Actually, it's a case of two steps forward, one step back, says Robert Little, head of global short-term fixed-income origination at Bank of America Merrill Lynch. Despite the fluctuations, "the market has stabilized," he says. "We're not seeing [significant] contraction."
Little cites several reasons for a positive view of the CP market. "First, as the outlook for the economy improves you'll start to see a pickup in M&A and more companies using CP as a bridge financing tool for acquisitions," he says. "Secondly, companies will build more inventory and as a result there will be a need to issue more short-term debt" to finance that inventory.
And now that the Fed is perceived to be on hold on interest rates for some time to come, high-quality corporations may choose to fund in the commercial paper market rather than issue any more longer-term debt since they're not concerned that the term debt market is going to move away from them, Little notes. Companies may increase their short-term or floating-rate borrowings to take advantage of the interest-rate environment, he says.
Still, this is not the commercial paper market of yesteryear, notes Capital Advisors Group's Lance Pan. The era of high-octane, off-balance-sheet special investment vehicles (SIVs) fueling the asset-backed commercial paper market is gone forever, given changes in the regulatory regime and the treatment of SIVs. "Balances in the [asset-backed] area will continue to go down," says Pan. "It's the banks' preference to let that business run down."

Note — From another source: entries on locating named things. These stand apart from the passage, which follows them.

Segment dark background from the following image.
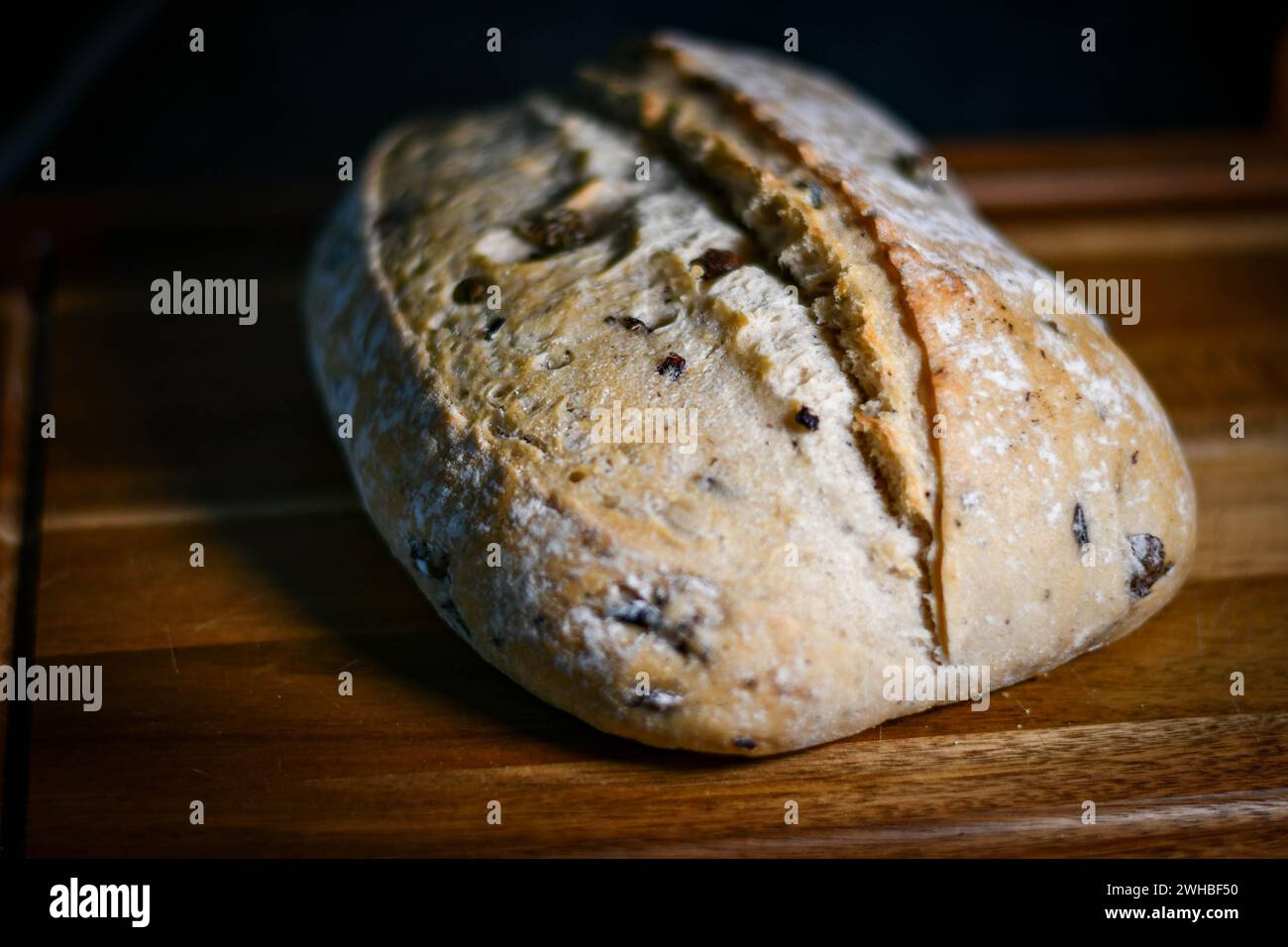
[0,0,1285,193]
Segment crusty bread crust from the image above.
[305,36,1195,754]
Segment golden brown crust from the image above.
[306,38,1193,754]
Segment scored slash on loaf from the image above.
[305,35,1195,754]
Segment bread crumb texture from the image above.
[306,36,1194,755]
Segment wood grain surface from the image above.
[0,137,1288,856]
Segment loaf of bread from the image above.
[305,35,1195,754]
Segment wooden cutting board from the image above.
[0,137,1288,856]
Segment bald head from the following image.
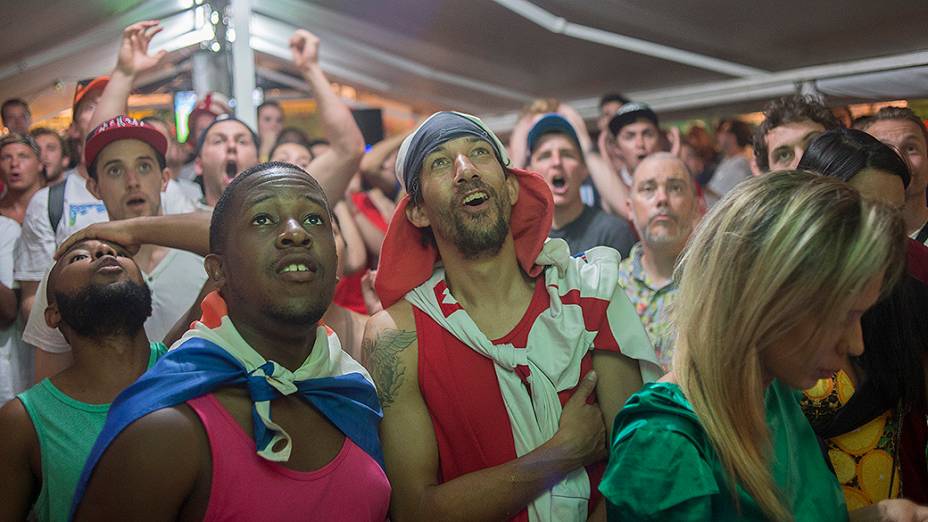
[632,152,696,186]
[628,152,699,250]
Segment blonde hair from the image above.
[671,171,905,520]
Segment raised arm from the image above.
[332,201,367,275]
[55,212,212,259]
[558,103,629,219]
[363,303,606,522]
[90,20,167,129]
[290,29,364,204]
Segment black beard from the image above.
[55,281,151,339]
[266,296,332,325]
[437,181,512,259]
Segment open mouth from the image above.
[463,190,490,207]
[280,263,316,274]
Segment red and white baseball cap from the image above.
[84,115,168,165]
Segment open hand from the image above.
[55,220,141,260]
[552,371,606,466]
[116,20,167,76]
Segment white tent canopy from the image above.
[0,0,928,129]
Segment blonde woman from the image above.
[600,171,928,521]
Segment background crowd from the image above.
[0,14,928,520]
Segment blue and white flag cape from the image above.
[71,292,384,518]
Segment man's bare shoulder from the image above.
[75,404,211,522]
[361,301,418,408]
[101,404,207,466]
[0,398,39,458]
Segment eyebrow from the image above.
[426,136,492,157]
[61,239,131,257]
[243,191,325,208]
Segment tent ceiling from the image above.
[0,0,928,125]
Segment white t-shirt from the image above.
[13,173,197,281]
[0,216,32,404]
[13,169,109,280]
[23,246,206,353]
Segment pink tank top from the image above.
[187,394,390,522]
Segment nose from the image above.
[126,168,142,189]
[277,218,312,248]
[654,185,668,205]
[454,154,480,183]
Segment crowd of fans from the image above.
[0,16,928,522]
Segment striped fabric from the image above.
[405,239,663,522]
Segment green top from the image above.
[18,343,168,522]
[599,381,847,521]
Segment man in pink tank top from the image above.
[363,112,660,522]
[74,163,390,521]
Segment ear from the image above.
[203,254,226,289]
[406,202,432,228]
[161,167,173,192]
[45,303,61,330]
[506,174,519,206]
[87,177,103,201]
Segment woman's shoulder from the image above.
[599,382,720,520]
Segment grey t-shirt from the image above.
[548,205,638,258]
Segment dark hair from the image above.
[267,133,313,159]
[255,100,284,114]
[209,161,332,254]
[854,107,928,143]
[599,92,630,109]
[857,276,928,408]
[716,118,753,148]
[0,98,32,119]
[754,94,841,172]
[87,140,168,179]
[796,127,910,187]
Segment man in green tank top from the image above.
[0,240,166,522]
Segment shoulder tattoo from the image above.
[361,329,416,408]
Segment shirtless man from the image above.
[364,112,660,522]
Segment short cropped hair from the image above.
[854,107,928,143]
[754,94,841,172]
[209,161,332,254]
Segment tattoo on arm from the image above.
[361,329,416,408]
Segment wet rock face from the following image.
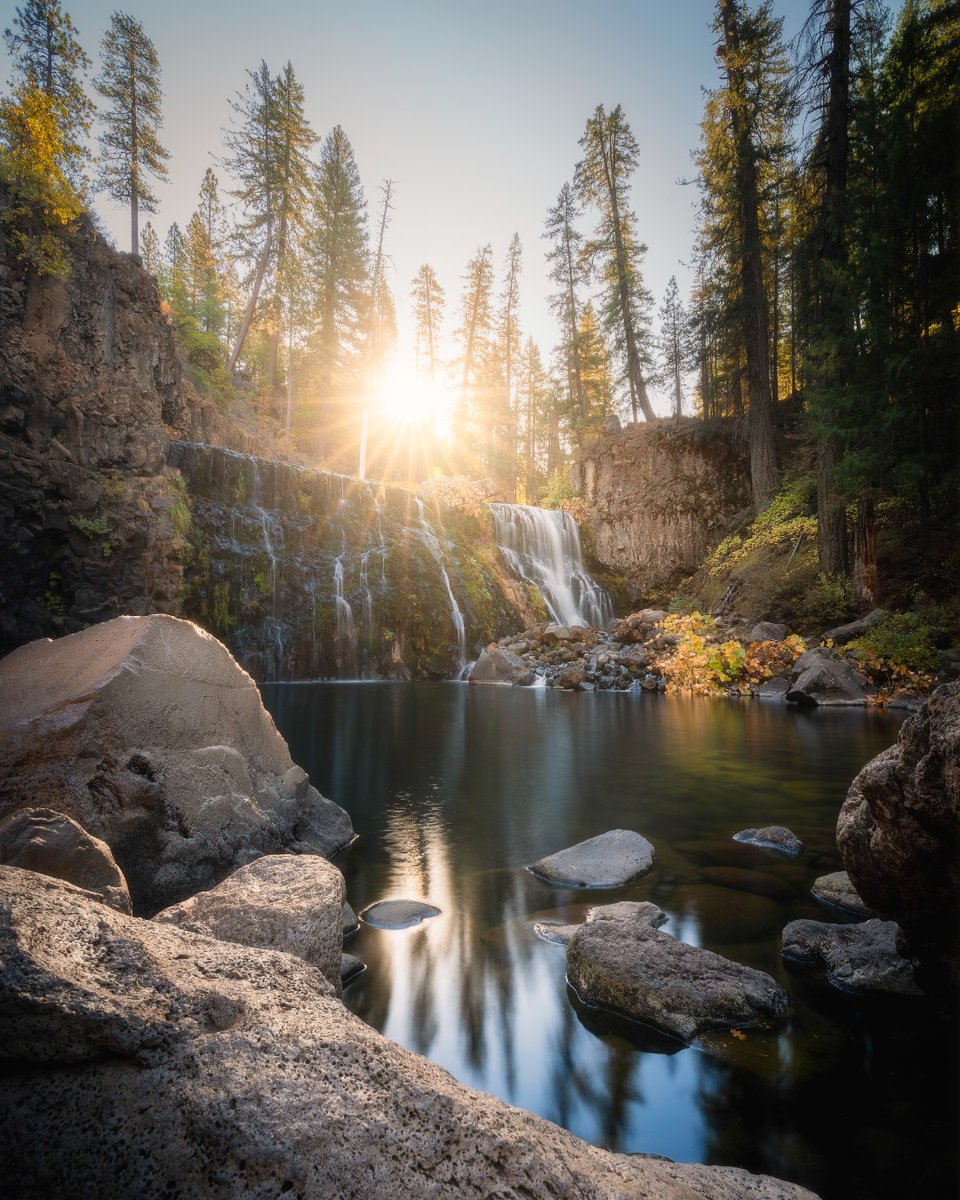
[836,683,960,996]
[0,868,815,1200]
[0,616,353,913]
[154,854,344,991]
[781,920,920,996]
[566,920,788,1042]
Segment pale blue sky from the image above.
[0,0,830,412]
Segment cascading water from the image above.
[490,504,613,625]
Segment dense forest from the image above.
[0,0,960,605]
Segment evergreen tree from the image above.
[660,275,686,421]
[542,184,589,448]
[575,104,654,421]
[4,0,94,187]
[96,12,169,254]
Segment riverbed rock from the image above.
[360,900,440,929]
[0,616,353,914]
[780,920,920,996]
[823,608,888,646]
[467,643,535,686]
[154,854,344,989]
[0,868,814,1200]
[787,646,870,706]
[810,871,876,920]
[733,826,803,858]
[0,809,132,913]
[530,829,654,888]
[836,683,960,997]
[566,920,788,1042]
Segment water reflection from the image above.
[264,684,956,1200]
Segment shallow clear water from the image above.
[262,683,956,1200]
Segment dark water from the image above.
[263,683,956,1200]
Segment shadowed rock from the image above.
[733,826,803,858]
[780,920,920,996]
[530,829,654,888]
[0,809,131,913]
[566,920,788,1042]
[0,616,353,913]
[154,854,343,988]
[0,868,812,1200]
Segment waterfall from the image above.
[491,504,613,625]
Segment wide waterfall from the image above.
[491,504,613,625]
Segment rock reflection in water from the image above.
[264,684,956,1200]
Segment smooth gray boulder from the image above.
[0,868,814,1200]
[780,919,922,996]
[823,608,888,646]
[154,854,344,989]
[360,900,440,929]
[787,646,870,706]
[0,616,353,914]
[733,826,803,858]
[467,644,536,686]
[530,829,654,888]
[0,809,132,913]
[810,871,876,920]
[566,920,788,1042]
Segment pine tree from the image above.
[410,263,445,385]
[660,275,686,421]
[96,12,170,254]
[542,184,589,448]
[575,104,654,421]
[4,0,94,187]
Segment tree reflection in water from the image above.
[264,684,956,1200]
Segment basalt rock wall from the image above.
[574,419,750,600]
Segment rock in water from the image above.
[530,829,653,888]
[810,871,876,920]
[787,646,869,704]
[0,616,353,913]
[0,809,131,913]
[0,868,815,1200]
[836,683,960,996]
[566,920,788,1042]
[154,854,344,989]
[360,900,440,929]
[780,920,920,996]
[733,826,803,858]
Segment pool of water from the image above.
[262,683,958,1200]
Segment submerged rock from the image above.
[0,616,353,913]
[360,900,440,929]
[530,829,654,888]
[780,920,920,996]
[0,868,814,1200]
[787,646,870,704]
[836,683,960,996]
[566,920,788,1042]
[0,809,131,913]
[810,871,876,920]
[733,826,803,858]
[154,854,343,988]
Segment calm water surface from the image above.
[262,683,958,1200]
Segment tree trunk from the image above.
[720,0,776,509]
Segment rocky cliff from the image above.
[572,419,750,600]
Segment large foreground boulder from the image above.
[787,646,870,706]
[836,683,960,995]
[0,616,353,913]
[566,920,788,1042]
[154,854,346,990]
[0,809,132,912]
[0,868,814,1200]
[530,829,653,888]
[780,920,920,996]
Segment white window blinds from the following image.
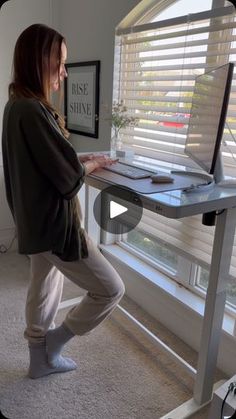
[114,7,236,176]
[114,7,236,276]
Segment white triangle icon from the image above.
[110,201,128,219]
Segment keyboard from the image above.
[103,162,155,179]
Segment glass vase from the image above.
[111,130,122,157]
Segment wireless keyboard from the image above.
[104,162,155,179]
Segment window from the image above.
[114,0,236,312]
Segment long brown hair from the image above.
[9,23,69,137]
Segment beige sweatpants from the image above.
[24,234,124,343]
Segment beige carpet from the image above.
[0,253,225,419]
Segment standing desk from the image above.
[85,170,236,419]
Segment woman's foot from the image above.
[28,343,77,378]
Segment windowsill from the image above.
[99,244,235,336]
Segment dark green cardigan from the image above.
[2,98,87,261]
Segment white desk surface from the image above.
[86,172,236,218]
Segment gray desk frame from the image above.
[85,169,236,419]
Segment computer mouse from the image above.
[151,173,174,183]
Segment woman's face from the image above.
[50,42,67,92]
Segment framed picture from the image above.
[65,61,100,138]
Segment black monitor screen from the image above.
[185,63,234,174]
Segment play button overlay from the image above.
[93,186,143,234]
[110,201,128,219]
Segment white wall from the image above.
[0,0,139,245]
[57,0,139,151]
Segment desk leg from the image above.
[194,208,236,405]
[84,184,101,244]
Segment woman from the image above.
[2,24,124,378]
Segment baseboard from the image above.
[0,227,18,253]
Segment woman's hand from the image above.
[79,154,95,163]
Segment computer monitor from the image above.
[185,63,234,183]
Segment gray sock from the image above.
[46,323,75,366]
[28,342,77,378]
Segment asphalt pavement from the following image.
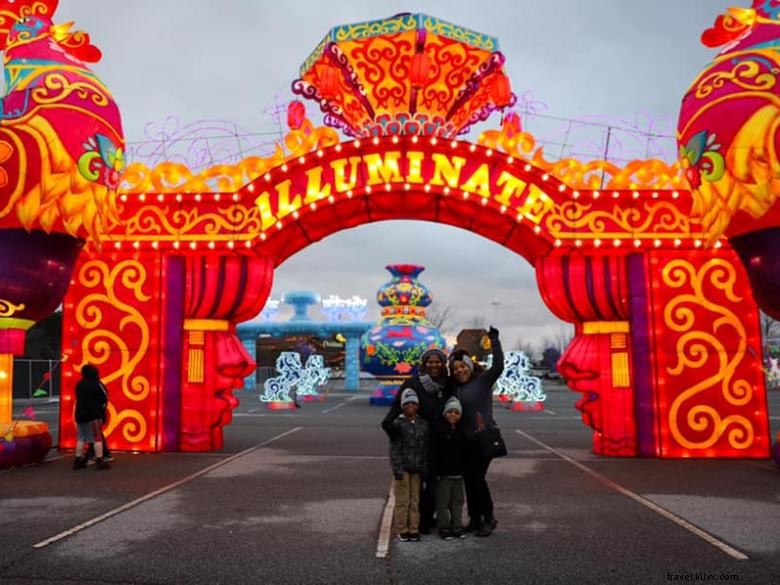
[0,381,780,585]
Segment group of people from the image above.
[382,327,504,541]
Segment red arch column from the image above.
[60,246,273,452]
[536,252,637,456]
[178,255,273,451]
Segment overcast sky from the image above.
[56,0,736,346]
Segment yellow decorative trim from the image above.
[187,348,205,384]
[609,333,628,349]
[0,299,24,317]
[0,318,35,331]
[612,351,631,388]
[184,330,204,384]
[582,321,630,335]
[184,319,230,330]
[74,260,151,404]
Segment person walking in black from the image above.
[73,364,111,471]
[382,349,452,534]
[450,327,504,536]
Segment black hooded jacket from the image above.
[76,365,108,423]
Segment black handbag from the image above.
[479,427,507,459]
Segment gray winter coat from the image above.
[390,414,428,476]
[454,339,504,442]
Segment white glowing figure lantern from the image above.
[488,351,547,410]
[260,351,330,404]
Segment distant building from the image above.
[453,329,490,362]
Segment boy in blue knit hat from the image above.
[390,388,428,542]
[431,396,466,540]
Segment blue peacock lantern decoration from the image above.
[360,264,446,405]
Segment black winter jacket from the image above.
[390,414,428,476]
[431,420,466,477]
[76,378,108,423]
[382,376,452,439]
[454,339,504,442]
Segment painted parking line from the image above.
[515,429,750,561]
[33,427,303,548]
[322,396,358,414]
[375,482,395,559]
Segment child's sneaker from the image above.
[95,457,111,471]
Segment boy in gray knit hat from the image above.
[431,396,466,540]
[390,388,428,542]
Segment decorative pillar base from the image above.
[368,381,401,406]
[0,420,52,469]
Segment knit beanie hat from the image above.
[450,354,474,372]
[444,396,463,414]
[401,388,420,406]
[418,348,447,373]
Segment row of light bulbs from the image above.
[114,136,708,250]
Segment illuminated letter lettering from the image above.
[330,156,360,192]
[274,179,301,219]
[406,150,425,183]
[363,152,403,185]
[496,171,527,207]
[255,191,276,230]
[303,167,330,205]
[429,153,466,187]
[461,163,490,199]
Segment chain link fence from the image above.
[13,358,60,400]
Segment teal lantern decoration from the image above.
[360,264,446,405]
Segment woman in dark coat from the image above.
[450,327,504,536]
[382,349,452,534]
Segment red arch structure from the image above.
[48,6,770,457]
[60,122,769,457]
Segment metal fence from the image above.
[13,359,60,399]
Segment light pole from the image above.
[490,301,501,327]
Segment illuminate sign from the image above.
[255,141,553,230]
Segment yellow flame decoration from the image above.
[119,119,340,193]
[477,124,688,190]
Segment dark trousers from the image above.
[420,478,436,529]
[463,441,493,523]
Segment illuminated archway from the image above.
[60,6,769,457]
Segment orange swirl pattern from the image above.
[543,201,702,239]
[662,258,755,450]
[71,260,152,443]
[477,124,688,191]
[119,120,340,193]
[345,32,414,113]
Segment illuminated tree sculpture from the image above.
[488,351,547,410]
[360,264,446,405]
[260,351,330,410]
[0,0,124,468]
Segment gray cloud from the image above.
[58,0,746,342]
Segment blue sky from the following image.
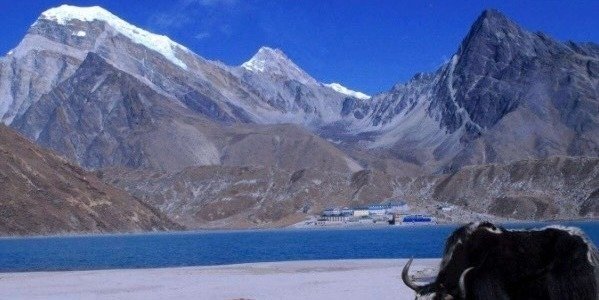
[0,0,599,94]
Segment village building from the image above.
[353,207,370,218]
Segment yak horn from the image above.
[401,258,422,292]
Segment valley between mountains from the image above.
[0,5,599,234]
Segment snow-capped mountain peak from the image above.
[39,5,189,69]
[241,47,317,84]
[325,82,371,100]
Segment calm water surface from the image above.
[0,221,599,272]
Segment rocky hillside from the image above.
[0,5,599,227]
[97,166,394,228]
[337,10,599,172]
[396,156,599,220]
[0,125,182,235]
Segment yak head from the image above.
[401,222,504,300]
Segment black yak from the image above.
[402,222,599,300]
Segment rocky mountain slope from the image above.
[396,156,599,220]
[98,156,599,228]
[97,166,394,228]
[340,10,599,172]
[0,125,182,235]
[0,5,599,227]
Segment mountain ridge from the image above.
[0,5,599,227]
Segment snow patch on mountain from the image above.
[325,82,371,100]
[40,5,189,69]
[241,47,318,85]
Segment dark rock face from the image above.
[0,5,599,226]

Another lasting structural change is the increased preference of money market funds for shorter paper--a shift driven by new Securities and Exchange Commission rules on liquidity. "Ideally, corporations would like to issue 30-, 60- or 90-day paper," says Brian Kalish of the Association for Financial Professionals, rather than seeing their paper constantly roll over. He notes that so far in 2010, one- to four-day paper has comprised 74% of non-asset-backed commercial paper issuance, compared with just 60% in 2008. Companies have to satisfy investors, says Kalish. "The appetite for the longer-days paper has gone away."